Broccoli Soup. Even kids will eat it.




1 onion, chopped
3 cloves garlic, sliced
1 tblsp olive oil
4 small to medium potatoes, peeled and cubed
1 medium sweet potato, peeled and cubed
2 heads broccoli, chopped
1.5 litres vegetable stock (or chicken)
salt and pepper and nutmeg




Cook onion and garlic in the oil in a big saucepan. Add the potatoes & sweet potato & broccoli and cover with the stock. Bring to boil then simmer for about 20 minutes or until the potato is easily sliced or squashed. Or perhaps I could have said: cooked. Season. Mine (above) served with wee dollop of sour cream and cracked black pepper.


You could halve the stock and whizz this up for babies. Yum!

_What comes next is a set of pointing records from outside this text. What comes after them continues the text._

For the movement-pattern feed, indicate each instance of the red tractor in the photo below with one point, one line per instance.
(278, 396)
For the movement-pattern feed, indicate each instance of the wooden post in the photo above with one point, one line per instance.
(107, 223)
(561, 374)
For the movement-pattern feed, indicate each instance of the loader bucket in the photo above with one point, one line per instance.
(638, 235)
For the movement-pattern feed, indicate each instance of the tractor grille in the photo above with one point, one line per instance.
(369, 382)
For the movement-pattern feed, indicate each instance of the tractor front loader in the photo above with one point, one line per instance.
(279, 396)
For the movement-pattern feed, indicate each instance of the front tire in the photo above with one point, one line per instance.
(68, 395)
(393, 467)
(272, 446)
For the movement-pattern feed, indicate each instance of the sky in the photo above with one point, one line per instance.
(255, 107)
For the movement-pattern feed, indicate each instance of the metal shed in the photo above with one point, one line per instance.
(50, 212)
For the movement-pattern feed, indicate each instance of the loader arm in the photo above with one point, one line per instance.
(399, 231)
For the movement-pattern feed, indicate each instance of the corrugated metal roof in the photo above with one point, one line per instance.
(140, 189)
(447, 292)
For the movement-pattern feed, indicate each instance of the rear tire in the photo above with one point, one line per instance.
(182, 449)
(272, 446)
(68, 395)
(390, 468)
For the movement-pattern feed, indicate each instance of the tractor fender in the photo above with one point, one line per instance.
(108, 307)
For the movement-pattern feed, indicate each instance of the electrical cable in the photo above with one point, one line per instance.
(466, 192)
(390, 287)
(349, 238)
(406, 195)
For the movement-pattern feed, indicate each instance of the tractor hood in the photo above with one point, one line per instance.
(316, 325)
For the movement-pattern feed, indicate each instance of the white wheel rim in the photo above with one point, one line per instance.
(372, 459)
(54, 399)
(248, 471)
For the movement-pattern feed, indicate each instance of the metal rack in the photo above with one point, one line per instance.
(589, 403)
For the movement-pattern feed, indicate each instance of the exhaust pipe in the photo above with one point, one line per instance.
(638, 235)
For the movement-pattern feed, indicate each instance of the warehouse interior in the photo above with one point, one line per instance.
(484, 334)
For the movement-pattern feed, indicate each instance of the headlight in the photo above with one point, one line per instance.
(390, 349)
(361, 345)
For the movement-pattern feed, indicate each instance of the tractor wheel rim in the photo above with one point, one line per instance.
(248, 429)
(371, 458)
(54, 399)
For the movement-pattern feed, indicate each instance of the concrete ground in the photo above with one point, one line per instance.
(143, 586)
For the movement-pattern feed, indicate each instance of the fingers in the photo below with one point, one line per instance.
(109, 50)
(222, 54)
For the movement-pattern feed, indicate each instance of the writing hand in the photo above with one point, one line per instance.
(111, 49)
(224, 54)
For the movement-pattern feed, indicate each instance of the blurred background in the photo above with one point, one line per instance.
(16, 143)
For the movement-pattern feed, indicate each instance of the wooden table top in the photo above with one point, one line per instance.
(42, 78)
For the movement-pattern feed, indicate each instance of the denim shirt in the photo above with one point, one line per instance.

2 Comments on “Huh?! Real children eating real broccoli?

Suzie B
August 19, 2009 at 9:34 am

My family’s been having loads of creamy vegetable soup this winter using ideas from ‘Destitute Gourmet’- a fabulous site to promote low cost cooking but still with healthy principles and awesome recipes- worth checking out! You just use whatever type of vege you want (try to include some starchy ones like sweet potato or white potato or pumpkin) and cook- good to add some herbs. Then towards the end add cream or light evaporated milk (diet option) or coconut cream etc. The whole family is devouring it and I try not to look too smug as I watch the vegetables being poured down their throats 🙂

August 19, 2009 at 9:54 am

nice one!

jai’s new favorite thing in ANY vege soup is Quinoa. if you stick it in real early in the cooking process it goes so soft it basically evaporates:)

Quinoa – The Super Food.
“The quinoa seed is high in protein, calcium and iron, a relatively good source of vitamin E and several of the B vitamins. It contains an almost perfect balance of all eight essential amino acids needed for tissue development in humans. It is exceptionally high in lysine, cystine and methionine-amino acids typically low in other grains.”